Many motherboard manufacturers have better wiring for PCIe lanes, Apple is just being sloppy. I am not talking about Dell or HP or the likes. They are even worse than Apple. Take Asus for example. They do a nice job on motherboards, so does Gigabyte. No need for switches.
Chuckle.....
ASUS Z8PE-D12X board
http://www.asus.com/product.aspx?P_ID=gGozRAk0YWQCQtSA
"...
Total PCI/PCI-X/PCI-E Slots: 6
Slot Location 1: 1 * PCI-X 100/133 MHz
Slot Location 2: 1 * PCI-X 100/133 MHz
Slot Location 3: 1 * PCI-E x16 (Gen2 x8 Link)
Slot Location 4: 1 * PCI-E x16 (Gen2 x8 Link)
Slot Location 5: 1 * PCI-E x16 (Gen2 x8 Link)
Slot Location 6: 1 * PCI-E x16 (Gen2 x16 Link) (Auto switch to x8 Link if slot 5 is occupied)
Slot Location 7: 1 * MIO Slot for Audio card (PCI-E x1 is not supported)
..."
Ooooooo looky-looky ..... a switch.
Toss in the standard Apple design constraint not to add "old legacy" tech to newest models ( so loose PCI-X slots ..... only going to have old legacy cards with old legacy drivers anyway) and you have exactly 4 PCI-e slots. As I said, all the other vendors are operating with the same 36x lane constraint. It is a simple matter of doing some straightforward arithmetic to also see that they are also using switches if their PCI-e slot count is substantially higher and/or superficial bandwidth numbers are higher. Apple is just not perpetrating more bandwidth than is actually in the box.
If you want a workstation with a 16x graphics card and a 8x 10GB SAN card that you want to run full blast then the Mac Pro is a better design tradeoff than that Asus board. If you want to add 3 8x cards to your box to hook to gobs of very fast direct attached storage (DAS) quickly then the Asus board is better. One isn't necessarily better than the other. Depends upon what doing. In the Mac Pro market I suspect there are going to be far more folks using two 16x cards and 1 16x and 1 8x cards than those that need 3 8x's .

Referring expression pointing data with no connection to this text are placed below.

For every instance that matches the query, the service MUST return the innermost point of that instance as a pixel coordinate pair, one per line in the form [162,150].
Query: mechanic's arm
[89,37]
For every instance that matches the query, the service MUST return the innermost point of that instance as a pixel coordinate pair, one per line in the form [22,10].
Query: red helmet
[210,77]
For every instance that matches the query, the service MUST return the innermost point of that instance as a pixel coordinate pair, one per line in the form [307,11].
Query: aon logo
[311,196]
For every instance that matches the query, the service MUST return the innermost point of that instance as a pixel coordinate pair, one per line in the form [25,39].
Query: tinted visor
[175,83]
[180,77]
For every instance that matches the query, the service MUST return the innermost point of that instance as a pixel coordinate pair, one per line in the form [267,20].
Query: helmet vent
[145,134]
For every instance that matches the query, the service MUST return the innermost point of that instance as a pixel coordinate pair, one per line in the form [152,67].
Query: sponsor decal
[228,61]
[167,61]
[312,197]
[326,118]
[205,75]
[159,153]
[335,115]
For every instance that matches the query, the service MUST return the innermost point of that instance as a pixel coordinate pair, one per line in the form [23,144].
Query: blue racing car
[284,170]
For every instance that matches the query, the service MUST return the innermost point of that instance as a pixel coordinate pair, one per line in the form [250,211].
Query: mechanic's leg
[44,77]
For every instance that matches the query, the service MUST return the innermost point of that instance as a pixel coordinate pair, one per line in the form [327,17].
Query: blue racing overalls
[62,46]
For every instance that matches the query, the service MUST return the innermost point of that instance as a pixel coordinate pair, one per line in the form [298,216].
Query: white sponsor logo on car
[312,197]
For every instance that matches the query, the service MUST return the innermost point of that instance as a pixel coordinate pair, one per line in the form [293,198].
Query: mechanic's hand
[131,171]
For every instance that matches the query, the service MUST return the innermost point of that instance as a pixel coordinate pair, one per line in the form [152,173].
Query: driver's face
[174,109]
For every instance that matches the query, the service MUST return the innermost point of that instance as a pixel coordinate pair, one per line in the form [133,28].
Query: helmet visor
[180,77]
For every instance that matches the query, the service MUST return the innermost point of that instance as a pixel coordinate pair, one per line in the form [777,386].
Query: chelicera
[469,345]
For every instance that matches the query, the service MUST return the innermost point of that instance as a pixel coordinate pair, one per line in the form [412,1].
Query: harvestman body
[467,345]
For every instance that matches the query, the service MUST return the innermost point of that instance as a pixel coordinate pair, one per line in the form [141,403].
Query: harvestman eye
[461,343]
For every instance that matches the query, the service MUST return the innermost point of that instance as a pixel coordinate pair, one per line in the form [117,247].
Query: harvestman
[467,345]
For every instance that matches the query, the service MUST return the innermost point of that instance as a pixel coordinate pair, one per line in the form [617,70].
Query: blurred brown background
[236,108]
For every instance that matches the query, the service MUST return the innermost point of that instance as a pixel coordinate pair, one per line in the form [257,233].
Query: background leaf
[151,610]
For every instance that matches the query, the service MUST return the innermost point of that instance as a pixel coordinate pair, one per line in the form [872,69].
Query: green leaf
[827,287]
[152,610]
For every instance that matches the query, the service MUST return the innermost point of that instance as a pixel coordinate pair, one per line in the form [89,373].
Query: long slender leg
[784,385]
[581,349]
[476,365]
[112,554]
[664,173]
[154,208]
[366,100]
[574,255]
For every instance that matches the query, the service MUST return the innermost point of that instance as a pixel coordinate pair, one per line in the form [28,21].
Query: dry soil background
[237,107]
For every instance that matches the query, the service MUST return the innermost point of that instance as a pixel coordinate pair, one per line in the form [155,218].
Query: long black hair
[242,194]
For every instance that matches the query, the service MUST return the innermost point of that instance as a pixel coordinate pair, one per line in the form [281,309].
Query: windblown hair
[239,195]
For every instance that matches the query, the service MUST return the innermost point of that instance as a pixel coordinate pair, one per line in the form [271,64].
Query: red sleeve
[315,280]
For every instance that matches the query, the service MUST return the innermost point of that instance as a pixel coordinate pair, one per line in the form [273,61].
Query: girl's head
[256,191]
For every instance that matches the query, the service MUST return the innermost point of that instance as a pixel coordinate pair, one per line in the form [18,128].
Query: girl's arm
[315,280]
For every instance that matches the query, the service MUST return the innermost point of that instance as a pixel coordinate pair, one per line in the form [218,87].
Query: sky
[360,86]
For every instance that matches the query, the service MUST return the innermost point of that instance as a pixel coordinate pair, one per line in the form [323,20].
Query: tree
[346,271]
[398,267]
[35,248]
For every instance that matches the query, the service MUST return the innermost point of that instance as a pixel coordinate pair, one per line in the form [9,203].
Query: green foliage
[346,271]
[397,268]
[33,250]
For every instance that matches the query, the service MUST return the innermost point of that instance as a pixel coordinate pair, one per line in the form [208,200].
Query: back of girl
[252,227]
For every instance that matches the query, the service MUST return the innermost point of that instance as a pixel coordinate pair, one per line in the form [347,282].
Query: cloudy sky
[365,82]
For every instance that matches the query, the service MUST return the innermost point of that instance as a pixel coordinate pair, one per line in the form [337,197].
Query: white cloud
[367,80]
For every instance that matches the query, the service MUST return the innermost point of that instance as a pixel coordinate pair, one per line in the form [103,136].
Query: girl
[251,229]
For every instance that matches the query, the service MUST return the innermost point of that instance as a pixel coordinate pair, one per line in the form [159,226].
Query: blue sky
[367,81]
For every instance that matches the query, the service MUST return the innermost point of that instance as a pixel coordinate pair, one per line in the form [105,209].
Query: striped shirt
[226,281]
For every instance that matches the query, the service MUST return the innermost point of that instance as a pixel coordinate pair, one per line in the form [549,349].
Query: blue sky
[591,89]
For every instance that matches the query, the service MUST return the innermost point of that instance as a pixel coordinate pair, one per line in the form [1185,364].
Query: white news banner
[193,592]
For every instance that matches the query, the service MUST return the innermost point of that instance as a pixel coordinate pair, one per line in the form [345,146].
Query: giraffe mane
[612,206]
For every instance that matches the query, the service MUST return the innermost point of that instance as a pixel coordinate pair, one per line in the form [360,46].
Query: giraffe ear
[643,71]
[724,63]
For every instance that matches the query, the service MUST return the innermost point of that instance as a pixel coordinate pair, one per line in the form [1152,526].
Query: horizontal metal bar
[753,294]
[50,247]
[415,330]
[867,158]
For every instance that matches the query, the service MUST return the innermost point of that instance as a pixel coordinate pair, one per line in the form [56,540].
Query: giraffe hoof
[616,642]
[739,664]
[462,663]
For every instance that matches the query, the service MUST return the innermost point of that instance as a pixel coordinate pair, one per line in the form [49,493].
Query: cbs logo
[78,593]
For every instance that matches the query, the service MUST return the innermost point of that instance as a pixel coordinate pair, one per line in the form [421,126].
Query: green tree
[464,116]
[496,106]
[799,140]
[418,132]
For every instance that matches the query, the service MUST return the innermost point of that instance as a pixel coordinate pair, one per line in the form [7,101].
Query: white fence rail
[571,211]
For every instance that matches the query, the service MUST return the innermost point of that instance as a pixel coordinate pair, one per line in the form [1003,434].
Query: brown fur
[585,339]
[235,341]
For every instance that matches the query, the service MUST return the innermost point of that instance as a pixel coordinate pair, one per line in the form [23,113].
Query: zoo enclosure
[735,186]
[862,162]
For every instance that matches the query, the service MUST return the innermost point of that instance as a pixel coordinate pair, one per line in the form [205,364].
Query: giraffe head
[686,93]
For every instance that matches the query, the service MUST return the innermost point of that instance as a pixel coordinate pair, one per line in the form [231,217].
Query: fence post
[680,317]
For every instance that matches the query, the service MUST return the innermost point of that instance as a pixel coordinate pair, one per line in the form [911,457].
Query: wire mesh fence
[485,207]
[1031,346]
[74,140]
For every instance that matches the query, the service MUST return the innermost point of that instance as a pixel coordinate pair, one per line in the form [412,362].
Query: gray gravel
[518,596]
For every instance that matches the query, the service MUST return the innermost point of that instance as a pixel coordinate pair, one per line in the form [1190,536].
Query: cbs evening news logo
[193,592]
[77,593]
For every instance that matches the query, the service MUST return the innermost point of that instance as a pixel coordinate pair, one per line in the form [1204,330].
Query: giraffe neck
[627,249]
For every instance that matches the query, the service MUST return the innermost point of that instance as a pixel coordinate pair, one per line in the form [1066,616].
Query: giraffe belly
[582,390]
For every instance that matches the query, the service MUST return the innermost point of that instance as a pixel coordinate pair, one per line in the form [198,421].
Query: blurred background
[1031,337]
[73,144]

It is a reasonable design tradeoff.
The ICH10R has more than x1 PCIe lanes available, in fact it has 6 x1 lanes, of which you can configure them into x4 and x1 x1 configurations. Also, allowing 1GB/s of data thru the x4 is better than having to share it thru some latency ridden switch.
I just didn't explicitly quote a long list of consumers because I apparently suffered from delusions that folks would go take hard look at the specs.
Typically the PCI-X and PCI slots are consumers of that 6. Firewire is. USB 3.0 is. An extra onboard SATA/RAID controller often is (or increases the switch usage in the "upper" x36 lanes *** ) , etc. If you look for any "value added" feature on the motherboard that is not part of the core chipset, then a large percentage of the time it is a consumer of some number of that 6.
Sure, Apple probably has 2-3 lanes not hooked up. However, there is also no clear quantitative evidence that there isn't a bottleneck in the overall PCI-e switch. The chipsets are not generally designed to run everything on all possible channels at full blast.
The Mac Pro design doesn't lend itself to carrying forward "old" cards. It lacks in backwards flexibility. However, unless you using a single Mac Pro to drive a multimillion visual simultor or some large DBMS workload (with high DAS bandwidth requirements ), it fits a broad spectrum of workstation users.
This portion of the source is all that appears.